Even if you were around for the Cold War, I think you’d be hard-pressed not to like this show. It has the drama, it has the suspense, but most of all, it asks the hard questions and puts an outwardly typical family in the middle of it all. Keri Russell is making a great case for awards season next time around. She’s been phenomenal thus far, and I can’t wait to find out how she and Philip make it through the rest of the season.
Juliette changes up her show and as a result, her manager decides to hit the road. They’ve been butting heads for a while now, so it’s not really a surprise to see him leave, but Juliette did act a bit like a spoiled child in the last big scene she makes, calling her manager out for talking about her changes to her show behind her back.
However, later on, she sort of redeems herself as a protagonist when in an act of unprecedented generosity and kindness, she invites her mother to stay with her when she gets out of rehab.
Rayna’s oldest daughter discovers Teddy has been seeing Peggy just before he and Rayna announce to their children that they are getting divorced. She decides to tell her mom about what she overheard, and clearly, it’s news to Rayna and it may make these proceedings a little uglier knowing what she knows now.
Still on tour, Rayna and Liam reconnect. She allows herself to go a little past tipsy and follows him to his hotel room. At first, she seems open to the idea, the impending divorce in the back of her mind, but after being married for so long, it’s clear Rayna is struggling with the decision.

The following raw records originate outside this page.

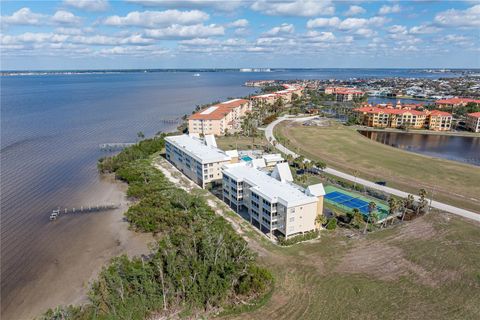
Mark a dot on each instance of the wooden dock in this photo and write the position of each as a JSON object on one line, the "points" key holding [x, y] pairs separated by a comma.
{"points": [[83, 209], [115, 146]]}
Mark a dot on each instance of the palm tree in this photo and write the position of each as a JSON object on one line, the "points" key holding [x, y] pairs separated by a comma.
{"points": [[308, 165], [289, 159], [393, 204], [422, 201], [321, 165], [407, 203], [372, 206], [320, 220]]}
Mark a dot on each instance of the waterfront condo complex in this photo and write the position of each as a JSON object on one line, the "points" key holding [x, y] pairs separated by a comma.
{"points": [[198, 159], [268, 198], [473, 122], [271, 201], [286, 95], [219, 119], [455, 102], [343, 94], [403, 117]]}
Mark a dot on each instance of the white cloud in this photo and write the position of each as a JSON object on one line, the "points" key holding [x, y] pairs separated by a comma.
{"points": [[140, 51], [199, 42], [240, 23], [153, 19], [65, 17], [241, 32], [285, 28], [24, 16], [423, 29], [229, 5], [398, 29], [315, 36], [459, 18], [302, 8], [69, 31], [323, 22], [88, 5], [389, 9], [181, 32], [102, 40], [347, 24], [354, 10]]}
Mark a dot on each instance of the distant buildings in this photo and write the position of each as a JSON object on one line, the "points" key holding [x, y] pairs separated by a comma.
{"points": [[473, 122], [274, 204], [200, 160], [343, 94], [455, 102], [286, 95], [259, 83], [403, 117], [219, 119]]}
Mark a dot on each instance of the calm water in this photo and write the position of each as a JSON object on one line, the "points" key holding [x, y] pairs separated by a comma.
{"points": [[463, 149], [51, 127]]}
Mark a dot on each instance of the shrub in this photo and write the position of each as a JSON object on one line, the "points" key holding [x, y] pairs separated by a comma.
{"points": [[331, 224], [269, 119], [303, 237]]}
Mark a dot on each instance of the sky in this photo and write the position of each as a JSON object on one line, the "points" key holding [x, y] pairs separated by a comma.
{"points": [[124, 34]]}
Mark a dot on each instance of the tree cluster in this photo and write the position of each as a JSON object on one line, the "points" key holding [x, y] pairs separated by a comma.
{"points": [[198, 264]]}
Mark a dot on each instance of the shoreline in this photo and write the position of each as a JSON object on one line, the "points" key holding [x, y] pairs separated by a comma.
{"points": [[68, 275]]}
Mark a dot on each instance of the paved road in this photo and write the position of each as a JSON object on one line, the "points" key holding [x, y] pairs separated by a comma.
{"points": [[435, 204]]}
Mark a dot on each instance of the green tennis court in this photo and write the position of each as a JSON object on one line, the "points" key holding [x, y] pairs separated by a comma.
{"points": [[347, 200]]}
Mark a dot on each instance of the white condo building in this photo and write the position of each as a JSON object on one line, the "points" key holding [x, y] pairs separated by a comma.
{"points": [[198, 159], [273, 203]]}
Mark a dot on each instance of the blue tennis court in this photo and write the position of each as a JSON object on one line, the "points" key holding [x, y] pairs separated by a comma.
{"points": [[348, 201]]}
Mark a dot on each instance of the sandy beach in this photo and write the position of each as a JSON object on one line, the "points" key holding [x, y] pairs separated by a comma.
{"points": [[74, 260]]}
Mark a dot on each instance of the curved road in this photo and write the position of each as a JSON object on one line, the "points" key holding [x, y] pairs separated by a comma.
{"points": [[434, 204]]}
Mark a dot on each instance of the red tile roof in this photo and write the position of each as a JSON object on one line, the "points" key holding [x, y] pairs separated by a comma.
{"points": [[389, 111], [475, 114], [456, 101], [218, 111], [440, 113]]}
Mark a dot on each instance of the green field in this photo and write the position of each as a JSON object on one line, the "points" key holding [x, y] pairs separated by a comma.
{"points": [[422, 269], [343, 148], [241, 142]]}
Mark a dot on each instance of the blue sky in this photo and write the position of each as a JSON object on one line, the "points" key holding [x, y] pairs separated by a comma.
{"points": [[91, 34]]}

However, it’s more ostensibly because of her family breaking up than her personal romantic investment in the marriage. It’s also easy to see why she’d go to Liam rather than Deacon, despite the elevator kiss–something different and unfamiliar probably seemed more comforting and less dangerous than rekindling things with an old flame.
Gunnar’s brother returns and Scarlett reluctantly agrees to put him up for the night. Once she hears him play, she realizes where Gunnar got his talent and decides to let his brother stay a while longer.
Avery is still trying to figure out how to make a name for himself, and he and Hailey begin discussing a contract with her label. However, with a check for a hundred grand in hand at the end of the show, things may not be as dire as they seemed.
There is a new premiere Thursday night, Zero Hour starring Anthony ER-is-the-only-thing-I’ll-ever-be-known-for Edwards. Sounds like a ripoff of National Treasure and I’ll take Nicolas Cage over Anthony Edwards any day of the week.
Other than that, it’s a regular line-up of Grey’s, Elementary, and Suits. 1600 Penn is off for the evening with a one-hour episode of The Office.
I’ve still got recaps coming from Revenge and last week’s Elementary, plus Chicago Fire, so look for those, though it may have to wait until the weekend :/
As a bonus for me, and maybe you too, I’m going to check out A Good Day to Die Hard this week. In light of recent events, an action movie on Valentine’s Day seems exactly right. Not to mention, it’s one of my favorite franchises of all time. Bruce Willis rules.